Turkey Probes Lawmaker After Mass Brawl Exposes Rift Over Syria

(Bloomberg) -- Turkish prosecutors indicted an opposition lawmaker for insulting President Recep Tayyip Erdogan during angry exchanges that sparked a parliament brawl, as emotions run high over Turkish losses in Syria’s war.

Punches were thrown late Wednesday when Engin Ozkoc, a lawmaker from the main opposition Republican People’s Party, or CHP, called Erdogan “dishonest” in his reasoning for sending thousands of Turkish troops deep into Syria’s turbulent Idlib province. Insulting the president or other public officials is a crime in Turkey.

Turkey Indicts Lawmaker After Mass Brawl Highlights Syria Rift

Erdogan had earlier leveled similar allegations against CHP leader Kemal Kilicdaroglu after a Syrian government airstrike killed dozens of Turkish soldiers late last month. The president accused Kilicdaroglu of siding with Syrian President Bashar al-Assad as he urged a political solution to avoid further casualties.

Justice Minister Abdulhamit Gul said on Thursday his ministry had approved the indictment of Ozkoc by the prosecutor’s office in Ankara and relayed it to parliament, a necessary step to lift the lawmaker’s immunity and pave the way for his prosecution. Erdogan also filed a slander case against Ozkoc, demanding 1 million liras ($165,000) in compensation, state-run TRT television reported Thursday.

The parliament can lift legal immunity if it approves the indictment with a simple majority with a quorum of lawmakers present.

“Engin Ozkoc will see that there is an answer in the law for what he has done,” Gul said in a tweet late Wednesday.

Turkey is locked in a fierce battle to halt a Russian-backed Syrian government offensive in Idlib province, the country’s last opposition stronghold, fearing its collapse could trigger another exodus of refugees fleeing toward the Turkish frontier.

Ankara has refused a Russian proposal to move its military outposts to the north and massed more troops in the province.
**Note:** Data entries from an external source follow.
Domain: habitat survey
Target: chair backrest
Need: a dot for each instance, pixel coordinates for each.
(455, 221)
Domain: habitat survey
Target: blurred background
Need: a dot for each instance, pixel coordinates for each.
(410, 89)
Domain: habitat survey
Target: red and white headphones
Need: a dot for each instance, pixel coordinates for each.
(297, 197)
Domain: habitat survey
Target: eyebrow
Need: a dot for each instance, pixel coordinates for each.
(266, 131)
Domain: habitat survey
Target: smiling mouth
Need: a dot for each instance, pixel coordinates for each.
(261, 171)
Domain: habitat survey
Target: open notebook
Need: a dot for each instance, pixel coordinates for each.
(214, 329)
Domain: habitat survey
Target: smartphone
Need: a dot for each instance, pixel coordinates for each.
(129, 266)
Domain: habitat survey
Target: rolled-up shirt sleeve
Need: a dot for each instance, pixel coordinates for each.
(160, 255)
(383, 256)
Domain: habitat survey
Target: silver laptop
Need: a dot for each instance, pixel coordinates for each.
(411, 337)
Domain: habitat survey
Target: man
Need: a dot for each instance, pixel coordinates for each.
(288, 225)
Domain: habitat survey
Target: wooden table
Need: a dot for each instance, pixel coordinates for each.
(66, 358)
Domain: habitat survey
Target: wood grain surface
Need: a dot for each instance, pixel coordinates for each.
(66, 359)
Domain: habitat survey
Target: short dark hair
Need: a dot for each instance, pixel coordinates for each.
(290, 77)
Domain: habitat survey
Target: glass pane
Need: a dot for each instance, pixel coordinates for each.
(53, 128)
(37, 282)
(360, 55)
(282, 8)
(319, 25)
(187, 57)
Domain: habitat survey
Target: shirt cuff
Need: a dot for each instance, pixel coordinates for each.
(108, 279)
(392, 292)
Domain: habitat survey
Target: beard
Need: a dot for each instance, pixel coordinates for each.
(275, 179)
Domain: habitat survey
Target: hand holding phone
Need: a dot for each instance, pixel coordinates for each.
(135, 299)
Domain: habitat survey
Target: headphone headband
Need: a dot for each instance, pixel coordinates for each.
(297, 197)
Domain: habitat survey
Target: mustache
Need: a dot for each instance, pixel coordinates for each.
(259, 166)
Erdogan is holding crunch talks on Thursday with Russian President Vladimir Putin to try to patch up their fraying partnership.

Public support for the army is running high in Turkey, emboldening authorities to tolerate little dissent over the operations in Syria. Erdogan has said the dead soldiers will take their place at “the hill of martyrs.”

Kilicdaroglu accused Erdogan of putting the army in harm’s way to pursue his policies in Syria, where Turkey has been backing rebels against Assad since the beginning of the country’s nine-year civil war.

When the CHP comes to power, “the hill of martyrs will be empty,” Kilicdaroglu said.